Jan Hudec became the first Canadian in 20 years to win an Olympic medal in alpine skiing on Sunday when he captured a bronze in the men's super-G competition.

Hudec, of Calgary, planted the coin at the finish line before he crossed it with a time of one minute, 18.67 seconds, tying him with American Bode Miller for the bronze.

"Who cares if it helped," Hudec said after the race, laughing. "That loonie is worth more than a buck now, I can tell you that."

Kjetil Jansrud of Norway won gold with a time of 1:18.14, and American Andrew Weibrecht took the silver at 1:18.44.

The last Canadian to win an Olympic medal in alpine was Ed Podivinsky, who won a bronze in the downhill event at the 1994 Olympics in Lillehammer, Norway. No Canadian man has ever won a gold or silver medal at the Olympics in alpine.
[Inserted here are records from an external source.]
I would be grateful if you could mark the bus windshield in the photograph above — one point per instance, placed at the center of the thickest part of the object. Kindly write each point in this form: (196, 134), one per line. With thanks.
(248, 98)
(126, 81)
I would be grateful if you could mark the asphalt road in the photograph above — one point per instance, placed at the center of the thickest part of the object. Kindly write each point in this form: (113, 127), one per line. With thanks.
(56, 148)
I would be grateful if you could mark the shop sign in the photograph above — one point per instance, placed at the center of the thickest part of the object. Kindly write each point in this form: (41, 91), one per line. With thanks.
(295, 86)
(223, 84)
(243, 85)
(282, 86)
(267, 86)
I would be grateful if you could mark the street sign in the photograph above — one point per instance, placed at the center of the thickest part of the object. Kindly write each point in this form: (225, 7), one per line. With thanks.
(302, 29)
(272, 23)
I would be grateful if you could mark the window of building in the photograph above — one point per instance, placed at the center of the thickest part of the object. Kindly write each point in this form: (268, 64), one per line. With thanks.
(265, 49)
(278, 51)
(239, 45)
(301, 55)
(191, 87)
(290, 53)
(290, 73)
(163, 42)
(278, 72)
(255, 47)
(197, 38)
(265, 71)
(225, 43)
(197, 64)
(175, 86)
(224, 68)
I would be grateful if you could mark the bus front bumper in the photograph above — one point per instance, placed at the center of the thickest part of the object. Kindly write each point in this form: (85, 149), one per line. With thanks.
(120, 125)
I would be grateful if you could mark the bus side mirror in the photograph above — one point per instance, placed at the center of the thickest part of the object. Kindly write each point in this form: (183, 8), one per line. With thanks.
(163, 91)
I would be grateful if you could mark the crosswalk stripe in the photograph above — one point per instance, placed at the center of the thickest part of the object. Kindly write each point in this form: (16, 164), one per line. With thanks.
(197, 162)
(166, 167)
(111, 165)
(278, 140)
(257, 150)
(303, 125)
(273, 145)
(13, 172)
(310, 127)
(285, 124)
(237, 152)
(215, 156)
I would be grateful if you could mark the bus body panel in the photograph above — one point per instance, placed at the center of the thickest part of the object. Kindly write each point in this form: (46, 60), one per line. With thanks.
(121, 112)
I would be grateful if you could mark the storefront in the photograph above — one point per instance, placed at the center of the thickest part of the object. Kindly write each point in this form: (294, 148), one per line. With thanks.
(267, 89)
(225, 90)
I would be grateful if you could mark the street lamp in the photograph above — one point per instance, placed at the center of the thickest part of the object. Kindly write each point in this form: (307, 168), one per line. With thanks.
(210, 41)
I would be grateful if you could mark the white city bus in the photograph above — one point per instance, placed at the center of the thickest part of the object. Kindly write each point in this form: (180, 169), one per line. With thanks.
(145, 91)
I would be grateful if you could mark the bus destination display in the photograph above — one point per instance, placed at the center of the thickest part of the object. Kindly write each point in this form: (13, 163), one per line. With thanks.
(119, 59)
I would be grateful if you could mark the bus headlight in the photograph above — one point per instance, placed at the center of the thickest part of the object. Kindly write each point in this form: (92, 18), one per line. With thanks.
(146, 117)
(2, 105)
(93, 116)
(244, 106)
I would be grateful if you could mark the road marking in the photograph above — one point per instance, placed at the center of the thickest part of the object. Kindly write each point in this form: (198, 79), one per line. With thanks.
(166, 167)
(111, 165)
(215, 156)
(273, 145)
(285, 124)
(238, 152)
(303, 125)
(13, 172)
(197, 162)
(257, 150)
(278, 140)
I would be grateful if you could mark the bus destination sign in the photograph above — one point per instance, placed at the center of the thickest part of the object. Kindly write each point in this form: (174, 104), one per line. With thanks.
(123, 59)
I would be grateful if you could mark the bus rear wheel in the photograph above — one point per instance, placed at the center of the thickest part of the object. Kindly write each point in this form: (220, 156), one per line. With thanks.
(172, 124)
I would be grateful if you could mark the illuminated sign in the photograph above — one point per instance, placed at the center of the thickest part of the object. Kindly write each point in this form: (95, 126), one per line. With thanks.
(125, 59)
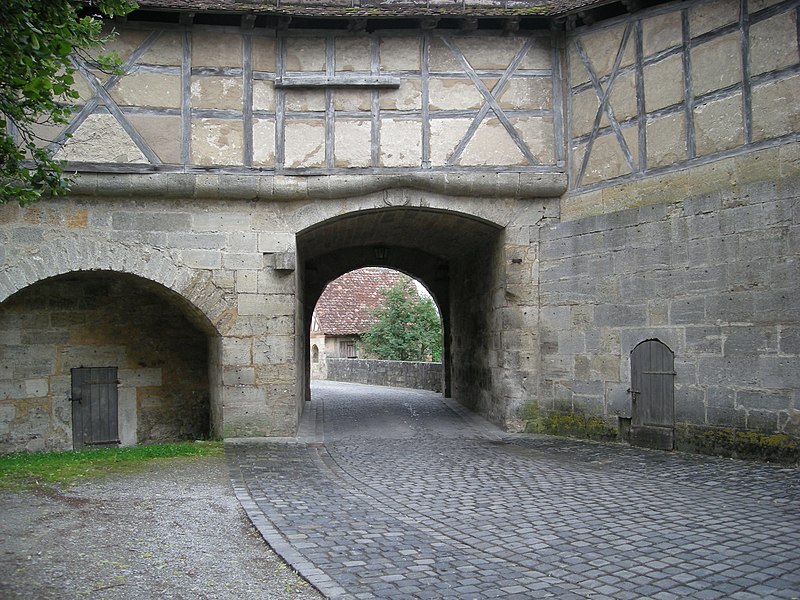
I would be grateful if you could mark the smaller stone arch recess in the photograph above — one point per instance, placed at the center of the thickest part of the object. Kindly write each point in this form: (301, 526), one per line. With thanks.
(653, 395)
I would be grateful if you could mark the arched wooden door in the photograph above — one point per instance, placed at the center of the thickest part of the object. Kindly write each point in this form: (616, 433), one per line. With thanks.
(653, 395)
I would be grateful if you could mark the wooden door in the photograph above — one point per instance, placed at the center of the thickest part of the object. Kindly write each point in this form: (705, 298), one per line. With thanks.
(653, 395)
(94, 407)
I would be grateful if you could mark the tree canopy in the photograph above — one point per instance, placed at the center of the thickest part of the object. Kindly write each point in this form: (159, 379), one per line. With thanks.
(39, 39)
(407, 327)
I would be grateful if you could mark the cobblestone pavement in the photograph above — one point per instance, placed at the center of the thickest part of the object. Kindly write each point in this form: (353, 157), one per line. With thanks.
(391, 493)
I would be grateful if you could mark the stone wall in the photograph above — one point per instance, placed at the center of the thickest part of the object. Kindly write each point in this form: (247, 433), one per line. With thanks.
(99, 320)
(394, 373)
(714, 277)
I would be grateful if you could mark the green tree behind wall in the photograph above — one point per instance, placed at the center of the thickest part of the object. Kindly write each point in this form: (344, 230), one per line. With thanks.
(407, 328)
(39, 39)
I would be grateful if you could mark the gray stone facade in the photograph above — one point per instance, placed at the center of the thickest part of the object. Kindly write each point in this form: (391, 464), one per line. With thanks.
(564, 195)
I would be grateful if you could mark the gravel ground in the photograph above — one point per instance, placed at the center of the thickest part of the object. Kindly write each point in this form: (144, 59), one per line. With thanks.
(174, 530)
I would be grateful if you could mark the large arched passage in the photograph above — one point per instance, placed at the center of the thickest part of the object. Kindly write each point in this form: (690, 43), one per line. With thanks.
(457, 257)
(149, 346)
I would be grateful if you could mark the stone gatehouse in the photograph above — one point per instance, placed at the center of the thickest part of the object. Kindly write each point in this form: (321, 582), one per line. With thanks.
(601, 197)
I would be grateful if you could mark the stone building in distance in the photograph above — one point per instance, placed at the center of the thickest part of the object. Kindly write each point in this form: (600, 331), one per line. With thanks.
(601, 196)
(344, 312)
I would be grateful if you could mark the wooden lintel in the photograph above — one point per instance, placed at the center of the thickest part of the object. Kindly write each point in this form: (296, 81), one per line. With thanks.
(369, 81)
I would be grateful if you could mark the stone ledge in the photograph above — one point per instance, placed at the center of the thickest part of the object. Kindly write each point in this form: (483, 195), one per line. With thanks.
(318, 187)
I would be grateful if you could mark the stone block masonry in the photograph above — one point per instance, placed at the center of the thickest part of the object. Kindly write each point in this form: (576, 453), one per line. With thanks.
(714, 277)
(564, 192)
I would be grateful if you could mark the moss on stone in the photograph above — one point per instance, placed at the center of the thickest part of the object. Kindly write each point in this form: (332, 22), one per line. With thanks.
(737, 443)
(567, 424)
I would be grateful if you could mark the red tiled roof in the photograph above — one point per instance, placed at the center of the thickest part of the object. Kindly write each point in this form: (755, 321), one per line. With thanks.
(345, 306)
(379, 8)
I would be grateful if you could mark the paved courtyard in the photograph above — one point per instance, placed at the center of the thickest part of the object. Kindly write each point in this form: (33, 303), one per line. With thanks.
(391, 493)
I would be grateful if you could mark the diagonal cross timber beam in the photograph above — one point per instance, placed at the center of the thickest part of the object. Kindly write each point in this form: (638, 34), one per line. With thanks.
(490, 101)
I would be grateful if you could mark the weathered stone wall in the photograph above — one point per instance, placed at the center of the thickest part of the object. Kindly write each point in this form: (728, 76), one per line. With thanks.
(99, 320)
(714, 277)
(394, 373)
(317, 102)
(241, 169)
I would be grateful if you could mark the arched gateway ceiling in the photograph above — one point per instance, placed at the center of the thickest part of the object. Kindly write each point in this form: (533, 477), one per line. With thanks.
(440, 248)
(418, 241)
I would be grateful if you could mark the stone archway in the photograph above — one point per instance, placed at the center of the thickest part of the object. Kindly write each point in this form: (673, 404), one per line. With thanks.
(459, 258)
(62, 327)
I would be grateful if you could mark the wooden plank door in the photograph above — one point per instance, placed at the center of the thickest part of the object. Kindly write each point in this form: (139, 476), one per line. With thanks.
(653, 395)
(94, 407)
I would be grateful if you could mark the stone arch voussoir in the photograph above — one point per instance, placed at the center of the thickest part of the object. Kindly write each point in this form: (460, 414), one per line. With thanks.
(74, 254)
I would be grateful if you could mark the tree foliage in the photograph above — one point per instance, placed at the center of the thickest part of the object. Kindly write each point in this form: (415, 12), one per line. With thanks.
(39, 40)
(407, 328)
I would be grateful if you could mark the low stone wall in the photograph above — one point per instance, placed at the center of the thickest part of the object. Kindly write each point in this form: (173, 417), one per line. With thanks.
(395, 373)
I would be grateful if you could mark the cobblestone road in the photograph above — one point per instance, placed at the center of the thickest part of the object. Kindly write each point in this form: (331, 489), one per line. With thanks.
(391, 493)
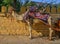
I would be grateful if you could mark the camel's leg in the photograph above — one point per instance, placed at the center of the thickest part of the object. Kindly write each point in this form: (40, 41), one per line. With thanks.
(50, 30)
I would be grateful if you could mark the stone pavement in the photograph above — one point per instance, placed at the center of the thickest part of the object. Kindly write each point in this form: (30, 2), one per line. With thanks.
(5, 39)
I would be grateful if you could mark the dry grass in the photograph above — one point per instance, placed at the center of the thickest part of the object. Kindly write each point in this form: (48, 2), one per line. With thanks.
(9, 27)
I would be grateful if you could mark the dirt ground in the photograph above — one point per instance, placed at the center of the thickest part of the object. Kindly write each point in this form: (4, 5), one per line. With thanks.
(4, 39)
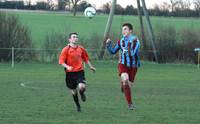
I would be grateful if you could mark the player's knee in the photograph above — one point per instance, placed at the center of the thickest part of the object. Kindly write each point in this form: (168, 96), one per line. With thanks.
(81, 86)
(124, 77)
(73, 92)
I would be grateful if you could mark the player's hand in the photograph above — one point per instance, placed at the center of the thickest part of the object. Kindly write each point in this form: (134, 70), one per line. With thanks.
(93, 69)
(108, 40)
(69, 68)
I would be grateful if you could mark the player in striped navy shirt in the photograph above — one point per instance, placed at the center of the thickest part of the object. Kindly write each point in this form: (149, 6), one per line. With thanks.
(129, 59)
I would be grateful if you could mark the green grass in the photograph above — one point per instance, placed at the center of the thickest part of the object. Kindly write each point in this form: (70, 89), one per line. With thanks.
(163, 94)
(43, 23)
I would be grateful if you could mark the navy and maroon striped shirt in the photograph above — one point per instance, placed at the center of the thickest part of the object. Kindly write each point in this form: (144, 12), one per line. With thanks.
(129, 50)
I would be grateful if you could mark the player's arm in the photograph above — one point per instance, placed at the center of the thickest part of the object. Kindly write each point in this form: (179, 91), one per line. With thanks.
(137, 47)
(85, 58)
(91, 66)
(111, 49)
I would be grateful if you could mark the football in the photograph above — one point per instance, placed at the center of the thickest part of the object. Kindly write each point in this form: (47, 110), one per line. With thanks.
(90, 12)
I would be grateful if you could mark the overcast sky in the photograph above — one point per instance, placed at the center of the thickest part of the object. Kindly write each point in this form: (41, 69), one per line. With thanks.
(124, 3)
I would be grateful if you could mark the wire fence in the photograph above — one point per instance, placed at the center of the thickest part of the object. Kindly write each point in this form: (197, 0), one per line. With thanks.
(20, 55)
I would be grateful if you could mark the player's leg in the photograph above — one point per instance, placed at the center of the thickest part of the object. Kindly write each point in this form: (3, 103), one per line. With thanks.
(72, 85)
(82, 91)
(132, 73)
(76, 100)
(82, 85)
(127, 88)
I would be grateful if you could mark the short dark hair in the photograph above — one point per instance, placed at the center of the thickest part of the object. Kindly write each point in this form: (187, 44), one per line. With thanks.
(70, 34)
(129, 25)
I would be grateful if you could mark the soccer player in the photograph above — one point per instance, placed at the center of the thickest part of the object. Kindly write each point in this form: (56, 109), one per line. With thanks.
(128, 61)
(72, 58)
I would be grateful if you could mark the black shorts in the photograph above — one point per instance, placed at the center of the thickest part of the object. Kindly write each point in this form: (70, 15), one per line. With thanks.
(72, 79)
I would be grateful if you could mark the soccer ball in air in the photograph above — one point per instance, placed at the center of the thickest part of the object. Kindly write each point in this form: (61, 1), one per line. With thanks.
(90, 12)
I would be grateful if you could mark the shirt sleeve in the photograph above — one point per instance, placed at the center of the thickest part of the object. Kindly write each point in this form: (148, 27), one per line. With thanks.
(114, 49)
(137, 47)
(63, 56)
(85, 56)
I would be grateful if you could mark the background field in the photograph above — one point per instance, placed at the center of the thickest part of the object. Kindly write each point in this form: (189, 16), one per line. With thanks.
(163, 94)
(43, 23)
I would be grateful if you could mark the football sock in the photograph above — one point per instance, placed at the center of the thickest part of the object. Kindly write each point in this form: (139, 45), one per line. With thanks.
(75, 96)
(127, 93)
(81, 91)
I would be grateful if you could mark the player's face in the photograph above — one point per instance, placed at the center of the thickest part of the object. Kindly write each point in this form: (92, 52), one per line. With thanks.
(73, 38)
(126, 31)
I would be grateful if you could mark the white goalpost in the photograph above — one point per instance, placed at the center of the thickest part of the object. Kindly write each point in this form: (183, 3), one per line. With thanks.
(198, 56)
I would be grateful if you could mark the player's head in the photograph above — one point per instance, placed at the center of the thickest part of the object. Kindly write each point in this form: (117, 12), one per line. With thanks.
(127, 29)
(73, 37)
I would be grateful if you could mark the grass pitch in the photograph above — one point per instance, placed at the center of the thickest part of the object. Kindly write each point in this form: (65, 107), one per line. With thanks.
(163, 94)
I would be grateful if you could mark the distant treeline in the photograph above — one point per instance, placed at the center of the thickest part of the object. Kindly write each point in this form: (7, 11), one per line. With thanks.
(177, 9)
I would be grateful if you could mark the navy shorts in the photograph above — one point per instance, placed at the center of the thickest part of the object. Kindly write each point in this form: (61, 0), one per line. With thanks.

"It's almost like it doesn't even belong to me," Hudec said. "There's just been so many people that have supported me and seen me through to this point that it's the people's medal, more or less.

"I'm just so stoked that I could put down a race today. I've always been kind of a racehorse and I put it down when the pressure's on."

In order to even make it to Sochi, Hudec had to overcome a herniated disk he suffered in mid-January, which put his participation at these Games in question, not to mention the seven knee injuries he's endured over his career.

Podivinsky and Steve Podborsky are the only other Canadian men with an Olympic alpine medal. Podborsky won bronze in the downhill in 1980 at Lake Placid.

Kerrin Lee-Gartner is the last Canadian to capture Olympic gold in alpine, winning the women's downhill event at the 1992 Olympics in Albertville.

Montreal's Erik Guay, considered a medal contender heading into Sunday's super-G, started his run a little off-balance, and though he appeared to recover, started falling behind and eventually missed a gate.

It was another disappointment for Guay, who finished fifth in this discipline at the 2010 Vancouver Olympics, missing the podium by three one-hundredths of a second.

Rookie Olympian Morgan Pridy of Whistler, B.C., put in a strong run of one minute, 19.19 seconds to finish 10th.

Rounding out the Canadian contingent was North Vancouver's Manuel Osborne-Paradis (tied for 24th), who did not have a strong performance, finishing 2.05 seconds back of Jansrud.

It was Jansrud's second medal in Sochi, having earned a bronze in the men's downhill event last Sunday.